C'est comme si un poid m'avais été retiré. Non pas que j'oublie la bande dessinée, ou que celle-ci était devenue lourde jamais de la vie: c'est ma passion. C'était plutôt le besoin de survivre monétairement dans ce domaine qui pèsait. Je n'ai plus cet espèce de désir, ou crainte, de percer dans ce domaine à tout prix. Ou d'y faire ma place. De me mesurer aux autres, compétition et tout. Je me suis rendu compte en faisant ce choix que j'aimais tellement en faire, de la bande dessinée, que je préfère en faire dans l'ombre, mais en homme libre, que d'en faire avec les menottes. L'important, c'est d'en faire. Qu'on en vive ou pas, peu importe.

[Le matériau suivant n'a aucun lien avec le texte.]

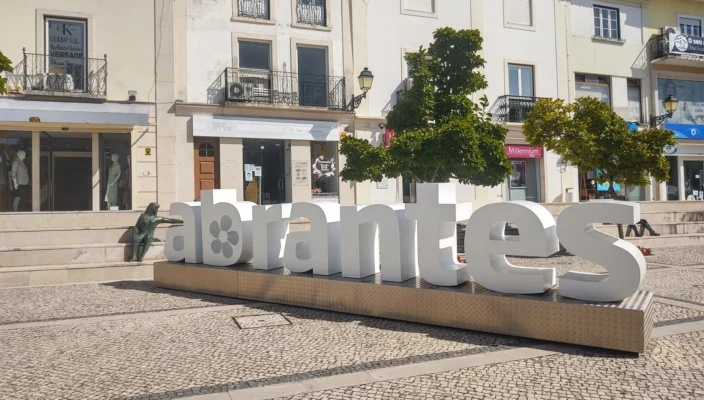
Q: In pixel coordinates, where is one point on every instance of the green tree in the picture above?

J'ai même décidé de réduire la complexité de mon dessin quand je fais de la bédé. J'ai qu'à laisser les trucs complexes à mes projets de 3D, matte painting et tout le patatra (comme en témoigne ce blogue ici présent). Quand je fais de la bédé, je suis libre. Libre de faire des dessins poches, de me concentrer sur le découpage et l'histoire plutôt que de quoi ça a l'air. Et si j'ai envie de faire quelque chose de complexe et de joli, genre une histoire de golf avec des filles à poil qui se battent à mort avec des fouets genre sado-maso, hé ben de pouvoir le faire parce que j'en ai envie et non pas pour plaire à quelqu'un.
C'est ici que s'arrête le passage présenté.